Voorzitter, mag ik daar nog één vraag over stellen?

De voorzitter:

Zeker.

De heer Paternotte (D66):

Ik ben erg blij met dit antwoord. In het antwoord op de vragen van de heer Amhaouch en mij las ik op veel punten: «dat is niet aan ons» of «wij hebben daar geen informatie over». Enerzijds snap ik dat. Aan de andere kant: als je zelf een besluit neemt over vliegtuigen die hier niet meer mogen vliegen, hebben we wel een verantwoordelijkheid. Als je bij handelsverdragen afspraken maakt dat de taak voor certificering of validatie bij een ander land ligt, hebben die landen wel dezelfde waarborgen als wij. Als de FAA en andere luchtvaartautoriteiten niet dezelfde waarborgen hebben ten aanzien van bijvoorbeeld belangenverstrengeling, terwijl je ook verhalen leest...

De voorzitter:

En uw vraag? Kunt u trechteren naar uw vraag?

De heer Paternotte (D66):

Dan is mijn vraag of de Minister het eens is met het principe dat, net als bij handelsverdragen, diezelfde waarborgen verankerd zouden moeten zijn, als wij daarop moeten afgaan in een validatie. Oftewel: als de FAA een besluit neemt over onze veiligheid, moeten ze wel met dezelfde waarborgen werken als waarmee EASA werkt. Is de Minister het met dat principe eens? Het is belangrijk om dat even te weten in voorbereiding op het VAO.

De voorzitter:

Minister, wat heeft u te zeggen op de derde termijn van de heer Paternotte?

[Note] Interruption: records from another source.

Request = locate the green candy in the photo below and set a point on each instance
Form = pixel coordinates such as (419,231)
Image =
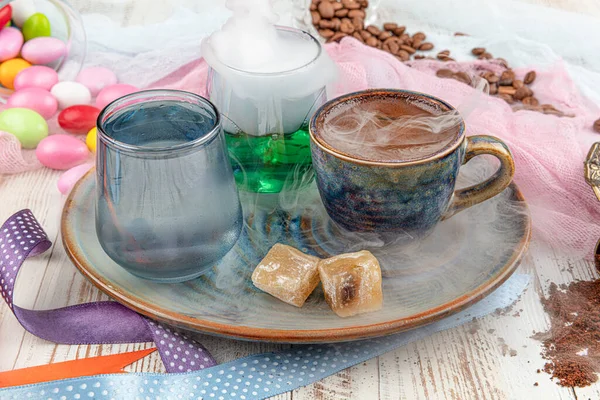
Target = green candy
(36,26)
(27,125)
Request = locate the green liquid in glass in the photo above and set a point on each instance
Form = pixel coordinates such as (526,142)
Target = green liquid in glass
(271,163)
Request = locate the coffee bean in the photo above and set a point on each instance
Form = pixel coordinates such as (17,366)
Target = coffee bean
(419,35)
(372,41)
(384,35)
(337,23)
(326,24)
(316,17)
(530,101)
(507,90)
(373,30)
(444,73)
(357,36)
(463,77)
(358,23)
(351,4)
(493,88)
(347,27)
(521,93)
(326,9)
(337,37)
(326,33)
(517,84)
(357,13)
(506,97)
(404,55)
(490,77)
(529,77)
(399,30)
(596,125)
(507,77)
(408,49)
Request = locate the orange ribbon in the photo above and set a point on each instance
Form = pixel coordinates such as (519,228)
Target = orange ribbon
(72,369)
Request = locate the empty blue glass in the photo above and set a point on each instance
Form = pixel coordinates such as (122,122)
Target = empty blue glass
(167,205)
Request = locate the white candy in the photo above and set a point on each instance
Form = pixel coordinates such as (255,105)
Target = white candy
(22,10)
(71,94)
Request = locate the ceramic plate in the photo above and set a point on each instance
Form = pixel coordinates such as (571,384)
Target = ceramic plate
(465,259)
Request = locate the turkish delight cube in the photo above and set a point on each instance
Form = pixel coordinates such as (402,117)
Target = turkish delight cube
(288,274)
(352,283)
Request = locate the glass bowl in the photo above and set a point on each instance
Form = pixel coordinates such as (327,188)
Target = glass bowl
(66,24)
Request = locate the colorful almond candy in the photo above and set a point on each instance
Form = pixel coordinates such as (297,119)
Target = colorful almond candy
(44,50)
(21,11)
(37,25)
(11,40)
(5,15)
(37,76)
(113,92)
(352,283)
(9,70)
(78,119)
(61,152)
(288,274)
(27,125)
(70,94)
(96,79)
(36,99)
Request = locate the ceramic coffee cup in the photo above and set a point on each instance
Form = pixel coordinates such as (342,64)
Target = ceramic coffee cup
(409,196)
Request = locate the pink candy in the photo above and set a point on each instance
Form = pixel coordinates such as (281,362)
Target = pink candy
(11,40)
(43,50)
(61,151)
(113,92)
(36,99)
(96,79)
(37,76)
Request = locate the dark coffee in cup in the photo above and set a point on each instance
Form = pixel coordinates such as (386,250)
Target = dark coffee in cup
(387,129)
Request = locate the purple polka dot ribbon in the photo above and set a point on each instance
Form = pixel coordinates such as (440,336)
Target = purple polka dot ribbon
(103,322)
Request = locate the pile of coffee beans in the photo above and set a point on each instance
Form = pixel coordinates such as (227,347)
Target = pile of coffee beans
(337,19)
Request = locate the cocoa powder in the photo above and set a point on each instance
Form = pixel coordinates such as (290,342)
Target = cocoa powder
(572,344)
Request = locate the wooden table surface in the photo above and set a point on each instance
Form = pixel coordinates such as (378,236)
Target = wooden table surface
(494,358)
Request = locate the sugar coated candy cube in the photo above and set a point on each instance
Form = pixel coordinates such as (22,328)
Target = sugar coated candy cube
(287,274)
(352,283)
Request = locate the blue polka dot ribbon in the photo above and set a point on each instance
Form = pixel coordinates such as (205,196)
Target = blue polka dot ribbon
(102,322)
(250,378)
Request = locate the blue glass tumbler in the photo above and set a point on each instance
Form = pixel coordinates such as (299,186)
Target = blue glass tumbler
(167,204)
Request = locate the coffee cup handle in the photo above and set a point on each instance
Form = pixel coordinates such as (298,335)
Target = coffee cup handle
(469,196)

Minister Van Nieuwenhuizen-Wijbenga:

Dat ik het daarmee eens ben. Die reciprociteit moet er wel zijn. Als wij er vertrouwen in hebben dat onze instituties op een goede manier certificeren, moet je er ook vertrouwen in kunnen hebben dat dat bij de andere partners ook zo is. Zoals ik net aangaf, was mijn voorstel om te zeggen dat dit een herbezinningsmoment is om nog eens even te toetsen hoe het staat met al die overeenkomsten die we met al die landen hebben en of we daar het volledige vertrouwen in hebben. Maar omdat die bevoegdheid op zich op het Europese niveau ligt, moeten we dat in gezamenlijkheid met de andere Europese landen even opnieuw tegen het licht houden.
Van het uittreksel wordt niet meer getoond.